Mais le Livre blanc insiste sur l’intérêt de faire jouer un rôle de « facilitateur » aux opticiens, nombreux et présents sur tous les territoires, dans cet accès aux soins : « Ils pourraient jouer un rôle de « guichet d’orientation et d’accueil » en santé visuelle visant à faciliter l’accès à une consultation physique ou à une téléconsultation assistée avec usage d’appareils entièrement manipulés à distance par l’ophtalmologiste. » Sachant que les opticiens ont, plus que les orthoptistes, la capacité d’investir dans les équipements nécessaires. Autre atout : cela permettrait de développer des collaborations pluridisciplinaires et une montée en compétences de tous les professionnels de santé visuelle.

Aiguiller les professionnels de santé et les pouvoirs publics pour l’adoption de bonnes pratiques

Le Livre blanc suggère une liste de compétences nécessaires pour ces « assistants » en téléophtalmologie que pourraient devenir les opticiens : mesures de l’acuité et du champ visuel, formation au secret médical, aux connaissances de base sur les bonnes pratiques en télémédecine, savoir réaliser une réfraction, une photo de fond d’œil, une mesure de tension… Sur la base de ce travail, les auteurs du Livre blanc entendent proposer aux « institutionnels des modèles d’organisation adaptés à la téléophtalmologie qui tiennent compte des besoins et attentes de tous les professionnels, parties prenantes. »

* Parmi les membres du think tank téléophtalmologie, on compte, entre autres, des ophtalmologistes dont Jean-Bernard Rottier, des représentants d’associations (Rétina France et France Glaucome), d’enseignes d’opticiens (GrandVision, Krys et Optic 2000), et des industriels de la filière (Groupe Luneau Technology, Zeiss Vision Care).

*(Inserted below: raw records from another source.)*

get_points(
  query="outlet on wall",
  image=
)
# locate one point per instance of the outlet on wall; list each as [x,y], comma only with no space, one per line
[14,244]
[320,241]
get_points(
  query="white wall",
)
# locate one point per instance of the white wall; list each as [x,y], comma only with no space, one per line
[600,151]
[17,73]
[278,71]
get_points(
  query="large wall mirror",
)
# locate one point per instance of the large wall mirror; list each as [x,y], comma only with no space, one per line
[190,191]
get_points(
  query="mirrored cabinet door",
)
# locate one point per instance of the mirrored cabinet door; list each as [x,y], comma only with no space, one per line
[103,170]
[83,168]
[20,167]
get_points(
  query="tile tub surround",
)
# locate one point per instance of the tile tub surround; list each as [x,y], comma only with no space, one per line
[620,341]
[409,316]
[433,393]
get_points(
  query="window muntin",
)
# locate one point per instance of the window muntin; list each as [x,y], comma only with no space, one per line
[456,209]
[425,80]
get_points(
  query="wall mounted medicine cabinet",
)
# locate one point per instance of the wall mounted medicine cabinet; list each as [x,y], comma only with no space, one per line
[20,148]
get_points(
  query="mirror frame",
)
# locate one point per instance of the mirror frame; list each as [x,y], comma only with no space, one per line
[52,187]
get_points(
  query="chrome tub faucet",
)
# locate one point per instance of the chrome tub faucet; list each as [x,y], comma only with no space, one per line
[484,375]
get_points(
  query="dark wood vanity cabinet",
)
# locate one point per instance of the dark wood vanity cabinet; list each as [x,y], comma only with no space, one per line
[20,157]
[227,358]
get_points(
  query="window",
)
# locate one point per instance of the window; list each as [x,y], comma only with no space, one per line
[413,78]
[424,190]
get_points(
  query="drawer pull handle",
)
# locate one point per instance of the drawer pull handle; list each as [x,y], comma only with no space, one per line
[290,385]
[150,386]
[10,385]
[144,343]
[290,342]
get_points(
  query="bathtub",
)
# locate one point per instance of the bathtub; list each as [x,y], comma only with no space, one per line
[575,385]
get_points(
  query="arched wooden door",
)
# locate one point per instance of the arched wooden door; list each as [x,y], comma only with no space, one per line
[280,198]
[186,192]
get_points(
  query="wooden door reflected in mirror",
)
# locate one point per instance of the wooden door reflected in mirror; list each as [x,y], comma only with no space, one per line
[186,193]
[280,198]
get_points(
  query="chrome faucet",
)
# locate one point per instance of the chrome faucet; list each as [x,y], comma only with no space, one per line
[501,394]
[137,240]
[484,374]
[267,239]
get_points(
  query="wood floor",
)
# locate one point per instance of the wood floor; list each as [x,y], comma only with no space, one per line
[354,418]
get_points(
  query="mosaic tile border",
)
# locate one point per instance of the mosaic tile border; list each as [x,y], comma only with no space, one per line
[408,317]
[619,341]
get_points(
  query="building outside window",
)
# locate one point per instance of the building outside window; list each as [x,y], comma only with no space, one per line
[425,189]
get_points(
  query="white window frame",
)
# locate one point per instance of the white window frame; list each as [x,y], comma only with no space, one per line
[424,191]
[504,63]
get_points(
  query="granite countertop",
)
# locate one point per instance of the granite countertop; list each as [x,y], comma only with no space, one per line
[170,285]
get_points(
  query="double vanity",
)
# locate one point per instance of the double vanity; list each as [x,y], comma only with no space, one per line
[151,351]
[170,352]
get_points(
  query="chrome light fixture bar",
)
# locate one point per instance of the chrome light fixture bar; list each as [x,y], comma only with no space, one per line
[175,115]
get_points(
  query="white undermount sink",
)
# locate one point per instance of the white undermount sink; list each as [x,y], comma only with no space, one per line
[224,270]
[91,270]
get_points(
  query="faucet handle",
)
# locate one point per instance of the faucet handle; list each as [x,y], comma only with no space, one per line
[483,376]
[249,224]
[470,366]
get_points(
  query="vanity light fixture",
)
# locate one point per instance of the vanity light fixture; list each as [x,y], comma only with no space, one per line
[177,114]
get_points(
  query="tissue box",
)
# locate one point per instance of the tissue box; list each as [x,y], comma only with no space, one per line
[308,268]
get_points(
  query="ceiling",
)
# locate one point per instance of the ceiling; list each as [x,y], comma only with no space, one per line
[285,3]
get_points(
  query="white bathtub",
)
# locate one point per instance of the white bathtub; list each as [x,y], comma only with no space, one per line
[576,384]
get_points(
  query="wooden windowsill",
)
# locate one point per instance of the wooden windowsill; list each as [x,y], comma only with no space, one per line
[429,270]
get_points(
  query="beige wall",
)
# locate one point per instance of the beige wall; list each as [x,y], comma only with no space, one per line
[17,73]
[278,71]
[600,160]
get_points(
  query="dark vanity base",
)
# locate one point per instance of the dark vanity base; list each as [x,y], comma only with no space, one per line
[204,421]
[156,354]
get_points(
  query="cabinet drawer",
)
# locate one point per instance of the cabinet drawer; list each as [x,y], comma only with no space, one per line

Téléconsultation, téléexpertise, télésoin : ce qu’il faut savoir

  • Téléconsultation : elle a lieu entre un patient et l’ophtalmologiste. En ophtalmologie se développe surtout la téléconsultation assistée avec l’intervention d’un tiers orthoptiste. Pourrait se pratiquer avec d’autres professionnels de santé, comme les opticiens.
  • Téléexpertise : se pratique entre 2 médecins. Les 2 protocoles RNO et Muraine de 2018 ouvrent aux orthoptistes la possibilité de solliciter à distance un ophtalmologiste. L’avenant 9 à la convention médicale de 2021 étend théoriquement cette capacité à d’autres professionnels de santé dont les opticiens.
  • Télésoin : soins à distance proposés aux patients par les auxiliaires médicaux et pharmaciens depuis 2021. Pour l’opticien, cela pourrait être du conseil et de l’orientation à distance.